Second, the ideas offered in sustainability arguments must be manageable. They have to fit within the public’s life patterns and daily routines. The public is unlikely to walk or ride a bicycle to work in locations where vehicular traffic is a safety issue, the weather is extreme in either heat or cold, or if the distance is excessive. For those required to wear a suit as part of their job, even providing shower and changing facilities at work may not be enough if they do not have the extra time needed for the commute or to bathe and dress in their daily routine. Emphasizing strategies and design features that address these concerns, and yet still fit within the public’s existing lifestyle is essential to successfully arguing for sustainable behaviors.
Finally, we have to consider what the public finds comprehensible to their way of life. For example, it is not that the public is against the idea of wind powered energy systems.
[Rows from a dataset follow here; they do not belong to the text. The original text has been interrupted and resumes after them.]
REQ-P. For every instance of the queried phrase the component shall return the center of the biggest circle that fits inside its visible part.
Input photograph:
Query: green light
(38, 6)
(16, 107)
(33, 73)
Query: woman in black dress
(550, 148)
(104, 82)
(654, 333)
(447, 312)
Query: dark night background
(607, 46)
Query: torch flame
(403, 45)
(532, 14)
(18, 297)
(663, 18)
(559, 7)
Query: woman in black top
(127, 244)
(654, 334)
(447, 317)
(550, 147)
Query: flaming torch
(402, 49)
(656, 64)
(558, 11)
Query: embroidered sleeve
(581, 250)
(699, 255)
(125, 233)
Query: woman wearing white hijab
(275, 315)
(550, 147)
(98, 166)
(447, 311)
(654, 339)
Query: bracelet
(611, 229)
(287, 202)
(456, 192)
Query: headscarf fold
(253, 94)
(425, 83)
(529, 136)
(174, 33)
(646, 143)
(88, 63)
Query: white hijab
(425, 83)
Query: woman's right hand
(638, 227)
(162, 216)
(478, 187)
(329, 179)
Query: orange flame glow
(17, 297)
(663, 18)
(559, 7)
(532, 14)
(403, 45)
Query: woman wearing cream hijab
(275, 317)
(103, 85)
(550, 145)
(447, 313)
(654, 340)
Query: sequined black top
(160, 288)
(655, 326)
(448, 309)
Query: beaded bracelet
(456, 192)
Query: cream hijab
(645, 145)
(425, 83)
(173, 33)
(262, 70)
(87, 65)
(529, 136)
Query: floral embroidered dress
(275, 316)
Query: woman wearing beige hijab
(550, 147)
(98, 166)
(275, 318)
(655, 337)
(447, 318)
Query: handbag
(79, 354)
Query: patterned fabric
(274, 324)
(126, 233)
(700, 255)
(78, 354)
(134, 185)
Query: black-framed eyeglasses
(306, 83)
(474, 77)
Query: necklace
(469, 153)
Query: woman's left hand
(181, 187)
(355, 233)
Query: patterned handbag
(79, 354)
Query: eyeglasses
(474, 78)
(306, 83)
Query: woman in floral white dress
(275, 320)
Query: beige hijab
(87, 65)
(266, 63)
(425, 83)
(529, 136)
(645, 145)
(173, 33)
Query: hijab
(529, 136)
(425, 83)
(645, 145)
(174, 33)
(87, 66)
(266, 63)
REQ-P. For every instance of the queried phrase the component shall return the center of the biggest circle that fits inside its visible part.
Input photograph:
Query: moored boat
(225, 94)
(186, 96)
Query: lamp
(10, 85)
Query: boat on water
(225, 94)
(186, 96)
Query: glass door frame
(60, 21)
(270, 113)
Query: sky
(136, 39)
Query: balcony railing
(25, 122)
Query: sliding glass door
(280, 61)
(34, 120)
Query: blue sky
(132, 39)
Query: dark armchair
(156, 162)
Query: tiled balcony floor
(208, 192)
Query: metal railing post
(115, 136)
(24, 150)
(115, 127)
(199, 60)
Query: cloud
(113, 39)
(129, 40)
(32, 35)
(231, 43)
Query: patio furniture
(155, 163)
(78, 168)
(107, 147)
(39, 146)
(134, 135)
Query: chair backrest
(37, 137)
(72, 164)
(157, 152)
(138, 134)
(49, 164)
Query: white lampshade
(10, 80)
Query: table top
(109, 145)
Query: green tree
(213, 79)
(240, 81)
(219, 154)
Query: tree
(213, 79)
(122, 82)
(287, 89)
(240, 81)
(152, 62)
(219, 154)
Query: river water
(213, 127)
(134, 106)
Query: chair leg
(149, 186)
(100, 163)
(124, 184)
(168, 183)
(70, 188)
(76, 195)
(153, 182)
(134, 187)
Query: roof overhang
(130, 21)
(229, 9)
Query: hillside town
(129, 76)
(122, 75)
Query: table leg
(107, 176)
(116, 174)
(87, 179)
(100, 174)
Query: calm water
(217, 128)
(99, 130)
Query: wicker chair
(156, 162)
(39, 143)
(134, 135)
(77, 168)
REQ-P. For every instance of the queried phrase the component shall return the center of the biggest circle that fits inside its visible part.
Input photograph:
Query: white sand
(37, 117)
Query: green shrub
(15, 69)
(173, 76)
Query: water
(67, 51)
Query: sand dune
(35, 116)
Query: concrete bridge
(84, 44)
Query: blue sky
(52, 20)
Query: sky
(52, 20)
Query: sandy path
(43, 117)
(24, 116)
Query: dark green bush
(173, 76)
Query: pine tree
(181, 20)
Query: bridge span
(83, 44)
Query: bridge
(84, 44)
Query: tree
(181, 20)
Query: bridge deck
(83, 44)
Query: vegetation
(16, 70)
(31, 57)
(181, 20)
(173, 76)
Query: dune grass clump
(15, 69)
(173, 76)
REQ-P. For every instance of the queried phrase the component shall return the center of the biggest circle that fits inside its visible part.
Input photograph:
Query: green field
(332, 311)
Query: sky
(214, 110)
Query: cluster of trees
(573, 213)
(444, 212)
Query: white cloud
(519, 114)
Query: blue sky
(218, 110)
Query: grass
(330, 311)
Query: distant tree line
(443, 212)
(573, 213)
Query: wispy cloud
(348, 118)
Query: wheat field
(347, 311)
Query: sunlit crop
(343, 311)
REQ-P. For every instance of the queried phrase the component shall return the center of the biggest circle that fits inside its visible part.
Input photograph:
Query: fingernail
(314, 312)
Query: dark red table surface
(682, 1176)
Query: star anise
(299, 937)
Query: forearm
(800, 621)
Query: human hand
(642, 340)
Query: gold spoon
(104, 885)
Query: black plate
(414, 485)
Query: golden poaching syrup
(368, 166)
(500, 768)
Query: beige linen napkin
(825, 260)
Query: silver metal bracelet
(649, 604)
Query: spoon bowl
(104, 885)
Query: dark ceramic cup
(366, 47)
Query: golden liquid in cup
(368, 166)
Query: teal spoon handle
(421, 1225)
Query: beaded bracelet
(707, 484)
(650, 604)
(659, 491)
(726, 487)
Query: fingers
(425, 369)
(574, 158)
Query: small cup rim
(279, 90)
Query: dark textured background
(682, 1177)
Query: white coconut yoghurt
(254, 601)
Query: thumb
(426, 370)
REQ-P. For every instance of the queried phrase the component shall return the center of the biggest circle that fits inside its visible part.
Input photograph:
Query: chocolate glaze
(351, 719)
As Steffen Danborg of the Danish Wind Industry Association explains, the public in general is very supportive of wind-powered energy. The concern, in many cases, lies in the locating of windmills and windmill farms that generate this energy. It is simply difficult for some people to accept such an intrusive addition to their current understanding of the environment in which they live. As a result, arguments like noise, electro-magnetic interference, and visual eyesore (either real or perceived) are used in the “not in my backyard” counter arguments, which often lead to legal action and delays in wind power development. Interestingly, research shows public opinion changes in a positive and accepting direction, once people become acclimated to the presence of the wind turbines. The moral here is that our sustainability arguments need to consider the amount of change that those involved will need to accommodate (again, either real or perceived), and either introduce the change slowly so that acclimation can occur, or use a less intrusive approach so that change occurs within parameters of our understanding of the world in which we live.
The essential point being made here is that we need to change the way in which the case for sustainable development is presented. It is time to acknowledge that the current cataclysmic threat or “stick” approach to the sustainability argument has provided little motivation for change in public behavior, and instead, more meaningful, manageable and comprehensible strategies are necessary to get this sustainability “mule” moving in the right direction.
Peter Ellery is in his final year of a Master of Landscape Architecture degree at Ball State University. His thesis explores the expansion of educational opportunities through environmental design and looks at how an effectively landscaped environment can both enhance and extend the primary school curriculum of a Building Tomorrow Foundation Primary School in rural Uganda.